Now that we understand the definition of standard deviation and can visualize – how can we find it? Well before we know how to solve it, we must go over some Greek mathematical letters. Below is the full equation for standard deviation – if it seems very daunting do not worry, I will go over each variable and what it means. The lower-case sigma represents the standard deviation and the is equal to the square root of a complex fraction. The denominator of the fraction is encapsulated by an upper-case sigma which means it’s a continuous sum of the parenthesis. In the parenthesis, the x represents a specific data point in our set – mean and then we square it to get rid of any negative. We perform this on all the data points in the dataset and add up the result, once we get the final sum we divide it by the size of the dataset and take that number and square root it.
This is a complicated process and requires that the data stays the same since each data point is calculated individually and then added to an overall sum. Therefore, Python is great for a calculation of this sort as it does all the heavy manual calculations for us. It is important to note that writing a function for standard deviation using only Python code and no packages is virtually impossible for a beginner and intermediate programmers. Lucky us, the beauty of Python is the ease of importing packages to carry out various tasks. Numpy, Pandas, Matplotlib, and Sci-kit Learn will all be discussed at length in later blog posts but for now, we will use the math package which comes with the basic python build. This package is powerful but still does what Pandas can do in one step in a few different steps.

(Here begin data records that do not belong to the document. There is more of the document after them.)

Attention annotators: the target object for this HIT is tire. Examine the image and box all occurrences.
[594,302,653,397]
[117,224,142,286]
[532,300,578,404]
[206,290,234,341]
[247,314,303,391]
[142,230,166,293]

*In this code example I will be using financial data from a stock because standard deviation is a very commonly used metric when discussing volatility. The data is from the Chipotle’s stock, all of the pricing data in this example is real and is the ending price of the CMG at the first of each of the last eight months.
-
Step 1: Import math package
-
Step 2: Create a list called cmg_pricehist and set it equal to the eight closing values of Chiptole’s stock.
-
Step 3: Create a mean variable by taking the sum of cmg_pricehist and dividing it by the length of the list (the number of data points)
-
Step 4: Create a var variable and set it equal to a chain of commands: the first command is sum(pow(x-mean, 2) – this is the numerator of the standard deviation formula seen above, in order to cycle through each “x” we create a list comprehension here so that the sum and power function is applied to each data point.
-
Step 5: Create a standard deviation formula and set it equal to math.sqrt(var), this function takes the variance and raises it to ½.
-
Step 6: Print standard deviation variable
Now, ask yourself – would you consider Chipotle a volatile company or not?